We next tested the requirement of iOPN in the cytokine production by macrophages stimulated with Pneumocystis. Although Opn^−/− macrophages appeared to produce less IL-1β and IL-10 than WT macrophages when stimulated with Pneumocystis (Supplemental Fig. 3D), the levels of cytokines were not high enough by ELISA detection. To better assess the consequence of simultaneous stimulation of multiple receptors that detect Pneumocystis, we used zymosan, a glucan from fungal cell walls. Zymosan simultaneously ligates dectin-1 and TLR2, which are essential for the detection of Pneumocystis by host cells (5, 28–30). Although the expression levels of TNF-α and IFN-γ were not altered (Supplemental Fig. 3E), Opn^−/− macrophages had significantly reduced production of both IL-1β and IL-10 (Fig. 4A) upon zymosan stimulation. Because iOPN is essential for clustering of dectin-1 and TLR2, and involved in PRR signaling as an adaptor molecule (Fig. 2), we asked whether iOPN induces the production of IL-1β and IL-10 by zymosan stimulation. iOPN expression successfully restored the production of IL-1β and IL-10 in Opn^−/− macrophages (Fig. 4B), suggesting the involvement of iOPN in signal transduction pathways activated by zymosan. It is known that zymosan induces IL-10 production through ERK activation (29). Opn^−/− macrophages had reduced ERK activation compared with WT macrophages (Fig. 4C), and iOPN expression in Opn^−/− macrophages restored ERK activation (Fig. 4D). Collectively, our findings demonstrated that iOPN mediated signal transduction of dectin-1 and TLR2 by interacting with IRAK1 and Syk, leading to ERK-dependent cytokine production.

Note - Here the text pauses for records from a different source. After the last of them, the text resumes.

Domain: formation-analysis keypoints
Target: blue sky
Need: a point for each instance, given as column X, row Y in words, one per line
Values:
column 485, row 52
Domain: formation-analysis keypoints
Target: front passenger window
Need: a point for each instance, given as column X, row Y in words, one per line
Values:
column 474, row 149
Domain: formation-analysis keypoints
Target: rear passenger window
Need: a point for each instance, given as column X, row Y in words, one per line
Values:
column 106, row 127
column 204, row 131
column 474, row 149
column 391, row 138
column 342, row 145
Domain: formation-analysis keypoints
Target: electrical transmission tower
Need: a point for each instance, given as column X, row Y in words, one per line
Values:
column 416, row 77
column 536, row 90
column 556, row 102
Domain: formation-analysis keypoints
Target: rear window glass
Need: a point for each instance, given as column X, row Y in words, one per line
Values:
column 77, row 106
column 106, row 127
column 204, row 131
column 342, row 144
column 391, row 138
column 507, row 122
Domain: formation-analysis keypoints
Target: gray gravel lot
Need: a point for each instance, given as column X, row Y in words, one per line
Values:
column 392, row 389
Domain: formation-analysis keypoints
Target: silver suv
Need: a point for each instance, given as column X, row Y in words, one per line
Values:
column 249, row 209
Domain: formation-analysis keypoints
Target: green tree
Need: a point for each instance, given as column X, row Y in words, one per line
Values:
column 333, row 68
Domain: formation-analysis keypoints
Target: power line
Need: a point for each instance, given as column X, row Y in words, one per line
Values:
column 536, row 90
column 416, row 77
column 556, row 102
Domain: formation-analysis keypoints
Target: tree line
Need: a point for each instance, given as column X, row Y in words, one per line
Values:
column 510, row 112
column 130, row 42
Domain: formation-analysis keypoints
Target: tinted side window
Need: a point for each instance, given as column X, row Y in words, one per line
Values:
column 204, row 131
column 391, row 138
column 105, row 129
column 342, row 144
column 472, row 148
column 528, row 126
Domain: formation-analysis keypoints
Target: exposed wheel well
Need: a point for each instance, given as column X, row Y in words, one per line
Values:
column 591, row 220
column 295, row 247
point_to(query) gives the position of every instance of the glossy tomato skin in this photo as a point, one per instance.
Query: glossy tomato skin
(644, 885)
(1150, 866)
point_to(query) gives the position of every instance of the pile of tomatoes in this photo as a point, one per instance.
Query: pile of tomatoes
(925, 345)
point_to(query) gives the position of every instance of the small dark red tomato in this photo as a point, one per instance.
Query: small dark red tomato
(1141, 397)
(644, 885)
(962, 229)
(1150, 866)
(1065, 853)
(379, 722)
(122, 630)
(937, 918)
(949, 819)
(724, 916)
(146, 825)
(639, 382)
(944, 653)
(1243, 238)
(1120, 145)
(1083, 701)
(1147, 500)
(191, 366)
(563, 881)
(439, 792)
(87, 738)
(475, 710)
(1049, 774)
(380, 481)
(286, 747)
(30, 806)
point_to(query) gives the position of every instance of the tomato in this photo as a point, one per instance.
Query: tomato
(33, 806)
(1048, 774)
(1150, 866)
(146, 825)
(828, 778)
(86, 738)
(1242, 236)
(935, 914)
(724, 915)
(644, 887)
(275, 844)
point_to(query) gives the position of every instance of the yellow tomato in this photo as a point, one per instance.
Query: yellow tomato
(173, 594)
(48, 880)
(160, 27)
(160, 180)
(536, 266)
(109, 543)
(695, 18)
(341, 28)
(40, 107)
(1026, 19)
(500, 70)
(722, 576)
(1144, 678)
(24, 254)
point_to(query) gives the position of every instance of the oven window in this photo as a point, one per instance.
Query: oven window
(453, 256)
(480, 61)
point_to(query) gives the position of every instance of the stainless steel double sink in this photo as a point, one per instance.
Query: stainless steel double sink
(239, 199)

In conclusion, we have shown that Opn^−/−Rag^−/− mice are extremely susceptible to spontaneous Pneumocystis infection. iOPN is essential for generating antifungal innate immune responses in pathogen recognition, signal transduction, phagocytosis, and clearance of Pneumocystis, and cytokine production. It appears that iOPN not only clusters fungal PRRs together, but iOPN also functions as an adaptor molecule that transduces signals from PRRs (Supplemental Fig. 4). This study demonstrated a new mechanism, to our knowledge, by which a novel OPN isotype, iOPN, plays a critical role in anti-fungal responses. Lack of iOPN in the innate immune system may explain the extremely susceptible phenotype of Opn^−/−Rag^−/− mice to opportunistic Pneumocystis infection.

We thank Drs. Minghua Zhu, Weiguo Zhang, Xiaoping Zhong, and Hongjie Pan for technical comments and reagents, Drs. John Perfect and Joseph Heitman for discussion, and Dr. Joshua Burgess for technical comments on handling Pneumocystis.

Disclosures The authors have no financial conflicts of interest.